Consumer Credit: What Is Reverse Equity?

Information on reverse equity, and how it could affect you. An explanation of assets commonly affected.

Many people buy new vehicles and intend to trade in their existing vehicle in the process. However, have you ever heard of a salesperson say that your car has "reverse equity," then ask you for a bigger down payment? What exactly is reverse equity and how does it affect you? Following is an explanation.

Reverse Equity is an issue that affects many car owners. Especially those who have financed their car purchase. The technical meaning of this term is when you owe more on your loan balance than what the vehicle is actually worth. An automobile is one of several assets that depreciate in value very quickly. In fact, it has been said that a car loses its value as soon as you drive it off the dealership's lot. You will especially suffer from reverse equity if you intend to trade in your existing vehicle within the first couple of years of you car loan. This is due to the fact that in the beginning of any loan, the bulk of your payment is applied almost entirely to the interest and not the principle. Some car salesman will also refer to reverse equity as being "upside down" on your car's value. Once you find yourself in this predicament there isn't much you can do to get yourself out of this matter favorably. If you intend on trading in your car, and you find a dealership who will agree to the trade, they will apply the negative value of your car towards the new loan balance, thus putting you in a deeper hole. In effect, you will be signing a new car loan with reverse equity built into the new loan. So think wisely before doing so. You would be much better off paying off your existing car loan to a point where the value of your car is more than the loan balance, thus eliminating the reverse equity.

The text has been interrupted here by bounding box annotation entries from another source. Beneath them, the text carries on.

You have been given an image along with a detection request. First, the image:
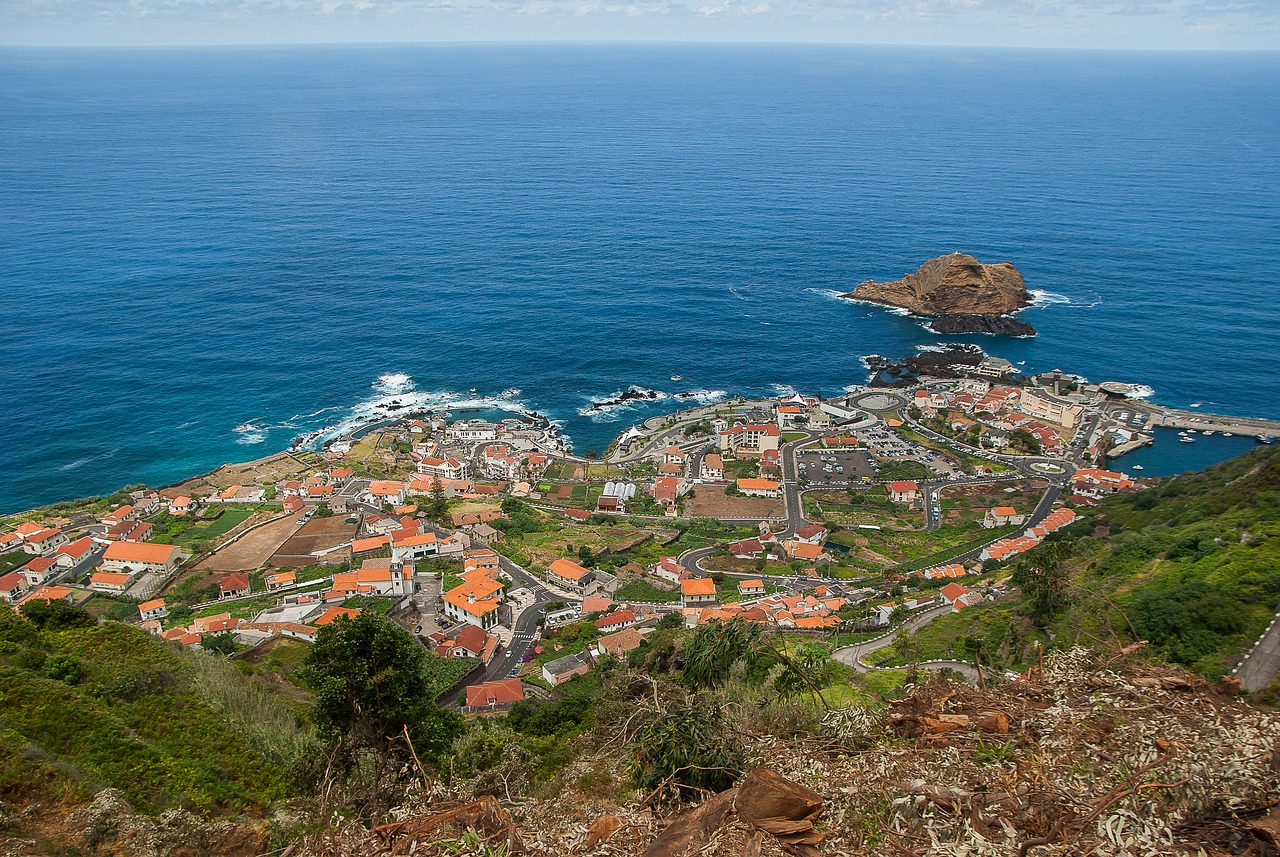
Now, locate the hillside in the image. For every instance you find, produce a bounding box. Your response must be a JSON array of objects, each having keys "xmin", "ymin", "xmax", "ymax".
[
  {"xmin": 896, "ymin": 448, "xmax": 1280, "ymax": 695},
  {"xmin": 0, "ymin": 605, "xmax": 306, "ymax": 853}
]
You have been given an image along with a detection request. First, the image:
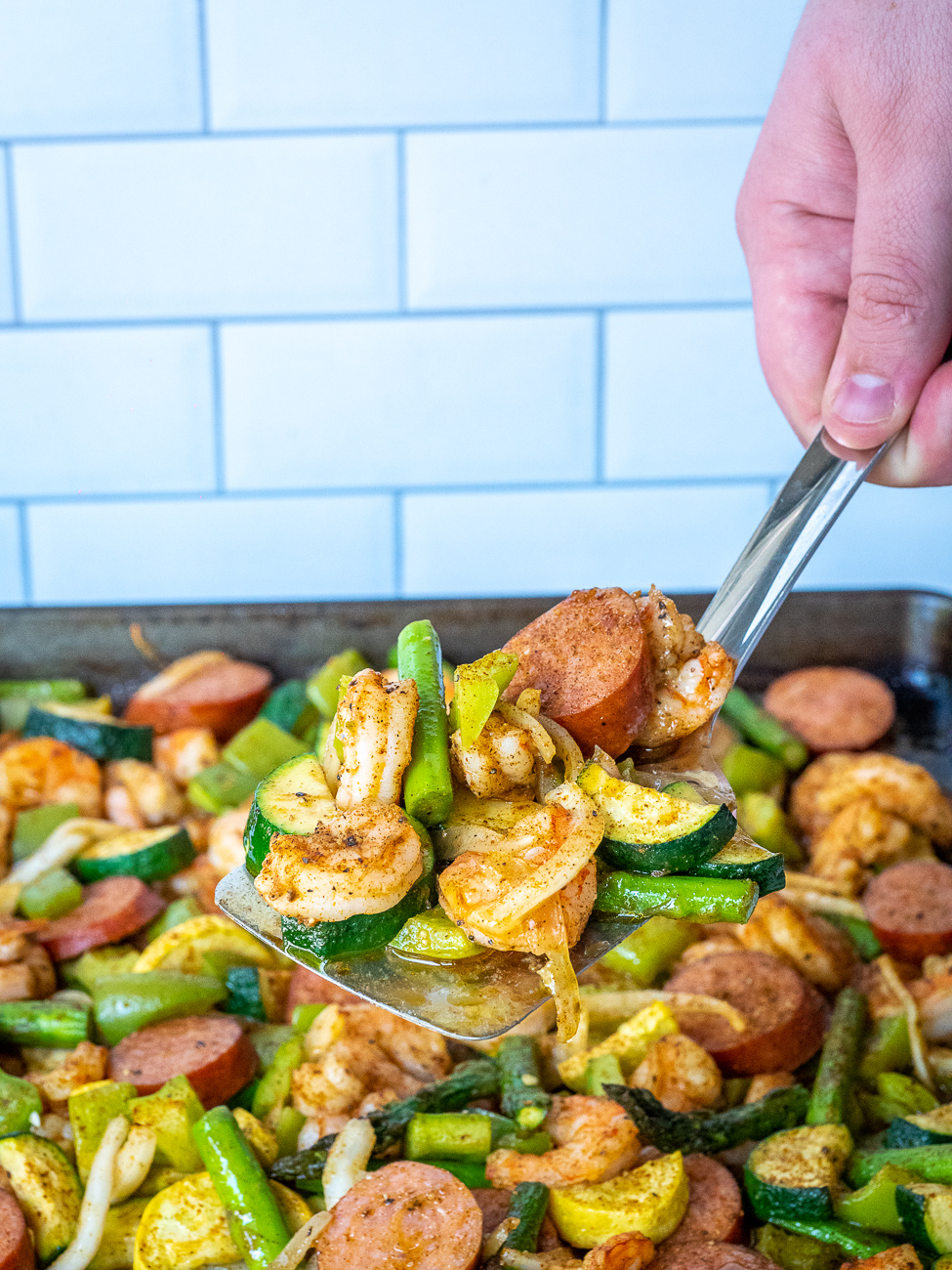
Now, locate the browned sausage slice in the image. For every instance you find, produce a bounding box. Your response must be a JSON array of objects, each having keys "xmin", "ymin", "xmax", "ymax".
[
  {"xmin": 863, "ymin": 860, "xmax": 952, "ymax": 961},
  {"xmin": 651, "ymin": 1242, "xmax": 781, "ymax": 1270},
  {"xmin": 37, "ymin": 877, "xmax": 165, "ymax": 961},
  {"xmin": 109, "ymin": 1015, "xmax": 258, "ymax": 1108},
  {"xmin": 0, "ymin": 1191, "xmax": 35, "ymax": 1270},
  {"xmin": 765, "ymin": 665, "xmax": 896, "ymax": 752},
  {"xmin": 123, "ymin": 656, "xmax": 271, "ymax": 741},
  {"xmin": 665, "ymin": 952, "xmax": 825, "ymax": 1076},
  {"xmin": 505, "ymin": 587, "xmax": 652, "ymax": 757},
  {"xmin": 317, "ymin": 1160, "xmax": 482, "ymax": 1270},
  {"xmin": 661, "ymin": 1155, "xmax": 744, "ymax": 1249}
]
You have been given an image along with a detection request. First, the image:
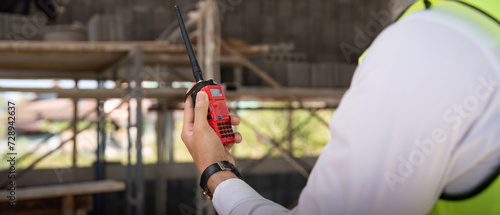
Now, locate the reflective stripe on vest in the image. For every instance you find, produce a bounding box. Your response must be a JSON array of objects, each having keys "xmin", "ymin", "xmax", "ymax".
[{"xmin": 359, "ymin": 0, "xmax": 500, "ymax": 215}]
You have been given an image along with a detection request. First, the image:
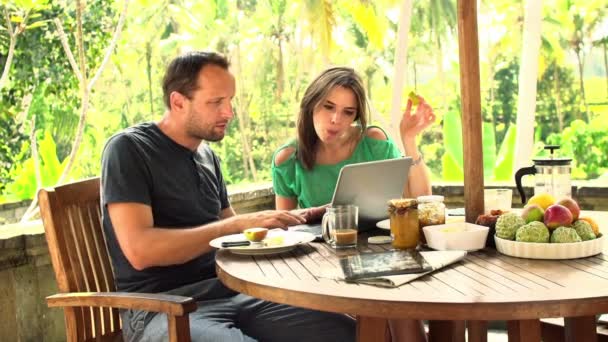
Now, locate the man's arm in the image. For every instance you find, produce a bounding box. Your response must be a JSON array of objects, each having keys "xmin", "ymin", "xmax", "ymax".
[{"xmin": 107, "ymin": 203, "xmax": 305, "ymax": 270}]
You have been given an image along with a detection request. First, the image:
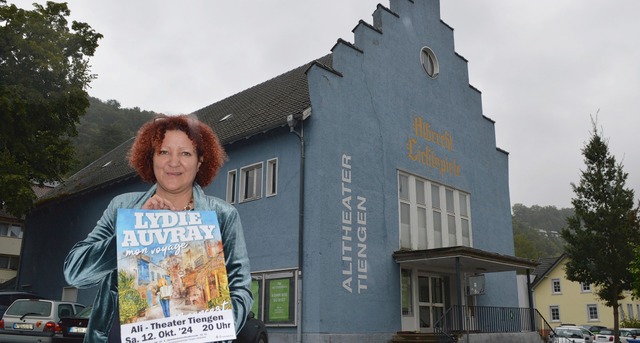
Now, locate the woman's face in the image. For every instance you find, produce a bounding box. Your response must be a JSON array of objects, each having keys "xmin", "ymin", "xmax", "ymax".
[{"xmin": 153, "ymin": 130, "xmax": 201, "ymax": 198}]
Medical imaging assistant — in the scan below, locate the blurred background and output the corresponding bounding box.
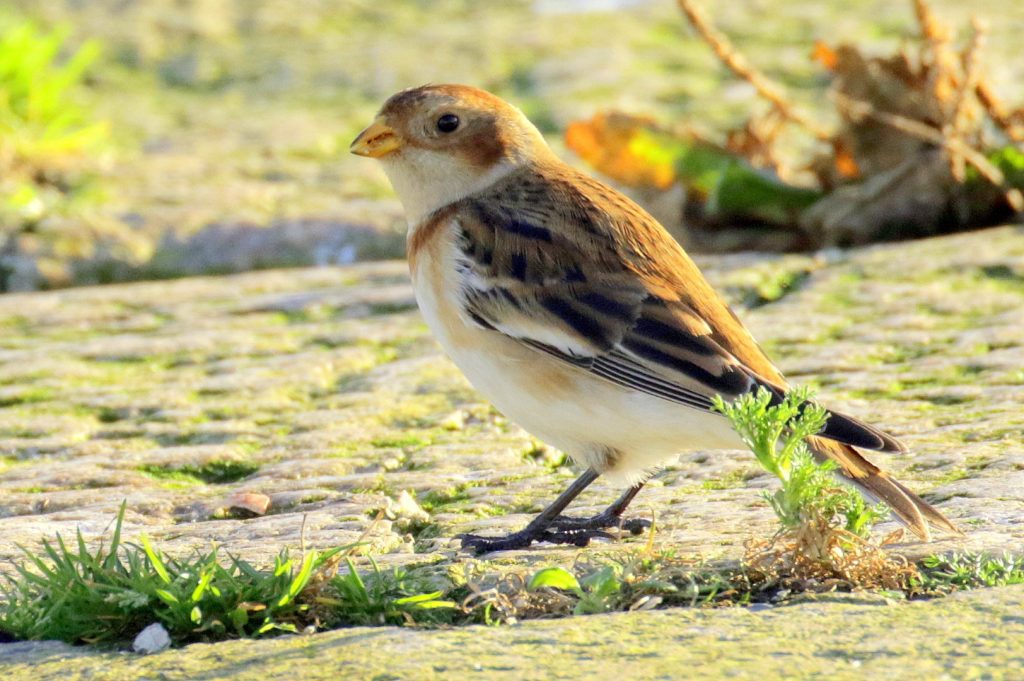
[0,0,1024,291]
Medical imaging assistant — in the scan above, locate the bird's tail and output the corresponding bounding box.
[808,437,963,542]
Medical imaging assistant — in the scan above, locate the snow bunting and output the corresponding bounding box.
[351,85,957,552]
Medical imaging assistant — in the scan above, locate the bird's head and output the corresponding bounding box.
[350,85,551,226]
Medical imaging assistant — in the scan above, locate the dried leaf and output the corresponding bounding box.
[565,112,676,189]
[811,40,839,71]
[227,492,270,515]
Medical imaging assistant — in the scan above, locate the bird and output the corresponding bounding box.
[350,84,959,553]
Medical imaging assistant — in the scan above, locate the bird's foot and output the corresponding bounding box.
[462,512,650,555]
[462,526,613,555]
[550,511,650,535]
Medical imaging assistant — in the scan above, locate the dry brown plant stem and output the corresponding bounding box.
[833,92,1024,212]
[677,0,831,141]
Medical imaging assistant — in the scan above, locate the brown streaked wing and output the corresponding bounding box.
[452,161,902,451]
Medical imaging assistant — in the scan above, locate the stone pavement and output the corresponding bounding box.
[0,226,1024,678]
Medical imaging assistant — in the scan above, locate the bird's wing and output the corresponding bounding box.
[452,162,902,451]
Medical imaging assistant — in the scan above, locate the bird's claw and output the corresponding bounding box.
[462,514,650,555]
[550,513,651,535]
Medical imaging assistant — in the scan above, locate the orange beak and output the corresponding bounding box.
[348,118,401,159]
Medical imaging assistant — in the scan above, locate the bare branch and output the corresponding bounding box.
[677,0,831,140]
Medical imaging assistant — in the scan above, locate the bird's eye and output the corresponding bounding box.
[437,114,459,132]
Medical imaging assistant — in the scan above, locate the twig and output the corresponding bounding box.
[943,16,986,182]
[677,0,831,140]
[974,81,1024,143]
[833,92,1024,213]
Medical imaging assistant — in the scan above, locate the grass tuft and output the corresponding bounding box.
[0,504,343,644]
[715,388,916,589]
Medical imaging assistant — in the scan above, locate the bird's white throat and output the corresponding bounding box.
[381,148,515,230]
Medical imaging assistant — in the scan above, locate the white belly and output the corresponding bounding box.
[413,225,742,482]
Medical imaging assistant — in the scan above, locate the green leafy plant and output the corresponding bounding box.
[317,559,459,626]
[910,552,1024,596]
[529,563,623,614]
[0,23,108,174]
[0,504,343,643]
[715,388,886,538]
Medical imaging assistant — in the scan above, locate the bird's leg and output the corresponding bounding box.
[462,468,598,554]
[551,482,650,535]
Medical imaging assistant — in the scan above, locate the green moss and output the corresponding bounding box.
[136,461,259,484]
[0,386,54,409]
[370,435,431,450]
[700,468,761,491]
[420,482,476,513]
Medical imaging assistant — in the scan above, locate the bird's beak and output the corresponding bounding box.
[348,117,401,159]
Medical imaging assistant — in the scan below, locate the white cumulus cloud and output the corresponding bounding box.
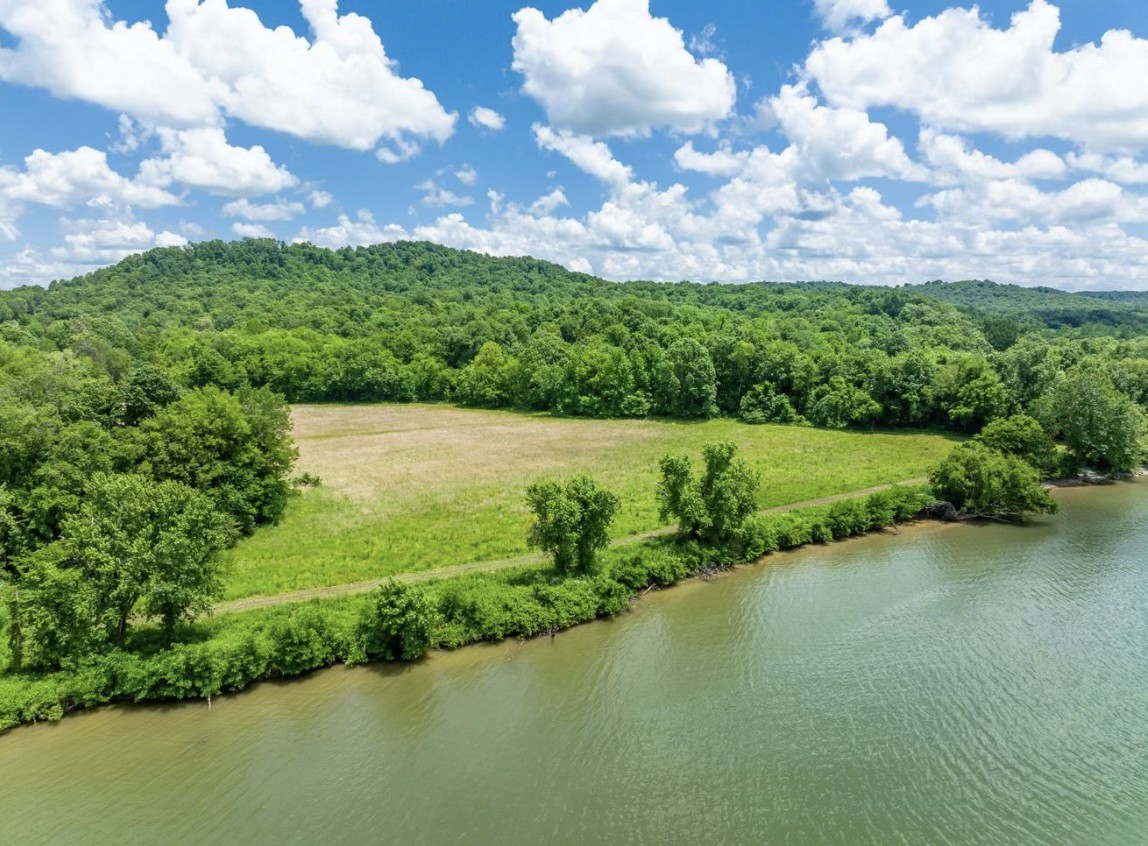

There were times in history where a homeowner would experience the same phenomenon. This occurred in the eighties, for instance, when the real estate market crashed. Home values dropped, and homeowners had outstanding mortgage amounts that were worth more than the value of the home. This made it very difficult for homeowners in those days to sell their homes without bringing thousands of dollars to the closing table. It was these times when terms such as "creative financing" and "seller financing" were born. Homeowners had to find creative ways to sell their homes. Otherwise they would literally be giving their homes away. Many homeowners would hold a mortgage and receive monthly payments from the buyers, thus creating a monthly cash flow. Today this is no longer the case as home prices have skyrocketed in recent years.

With all this said, how does one protect themselves from having reverse equity affect them? For starters, it helps if you are able to put a substantial down payment when you are purchasing something major such as a car or home. Also, whenever possible, add a little extra to your monthly payments towards your loan balance. Doing so will help reduce the principle balance on your loans, and help prevent reverse equity.